Apesar da pressão de curto prazo, o BTG vê o mercado entrando em uma nova fase. Enquanto o noticiário segue concentrado na China, os fundamentos domésticos apontam para menor disponibilidade de animais no segundo semestre.
O relatório cita desaceleração dos abates de fêmeas, redução da oferta de machos e perda de intensidade no processo de liquidação do rebanho.
A curva futura já parece capturar essa virada. Segundo o BTG, os contratos de curto prazo seguem sensíveis às incertezas das exportações, mas os vencimentos do quarto trimestre incorporam maior aperto de oferta na entressafra, sazonalidade positiva da demanda e normalização parcial do fluxo exportador.
O contrato de dezembro de 2026 já embute prêmio de R$ 22 por arroba sobre julho, diz o relatório.

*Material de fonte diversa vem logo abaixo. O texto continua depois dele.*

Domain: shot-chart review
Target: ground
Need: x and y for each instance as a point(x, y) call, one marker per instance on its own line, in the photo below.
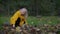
point(34, 21)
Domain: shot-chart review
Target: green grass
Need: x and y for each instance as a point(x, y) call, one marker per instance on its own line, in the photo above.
point(51, 20)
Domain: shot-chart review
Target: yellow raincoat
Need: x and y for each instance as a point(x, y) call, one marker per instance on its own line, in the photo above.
point(15, 17)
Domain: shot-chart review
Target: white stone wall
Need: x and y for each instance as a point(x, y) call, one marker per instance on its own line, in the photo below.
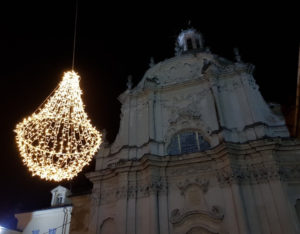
point(233, 188)
point(43, 220)
point(223, 103)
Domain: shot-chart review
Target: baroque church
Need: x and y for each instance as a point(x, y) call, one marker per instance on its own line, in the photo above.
point(198, 151)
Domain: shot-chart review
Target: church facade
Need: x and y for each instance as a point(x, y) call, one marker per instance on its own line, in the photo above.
point(198, 151)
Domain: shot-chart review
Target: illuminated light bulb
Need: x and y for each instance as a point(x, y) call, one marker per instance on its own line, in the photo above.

Iglesias, da Safras & Mercado, tem leitura semelhante para o fim do ano.
"Para o último trimestre, com a volta da China ao mercado, pensando na cota de 2027, com o menor incentivo ao confinamento para o período, com o auge do consumo no mercado interno e ainda uma boa demanda dos Estados Unidos, haverá muitos elementos para uma alta bem consistente dos preços pecuários no Brasil", diz.
O principal fator que pode mudar esse cenário é o volume de animais enviados aos confinamentos. Se os pecuaristas confinarem mais bois do que o esperado na segunda rodada do ano, haverá maior oferta de animais para abate, o que tende a limitar uma alta mais rápida da arroba.
Por outro lado, se o confinamento ficar abaixo do esperado, a oferta pode encolher no quarto trimestre, favorecendo uma valorização mais intensa dos preços.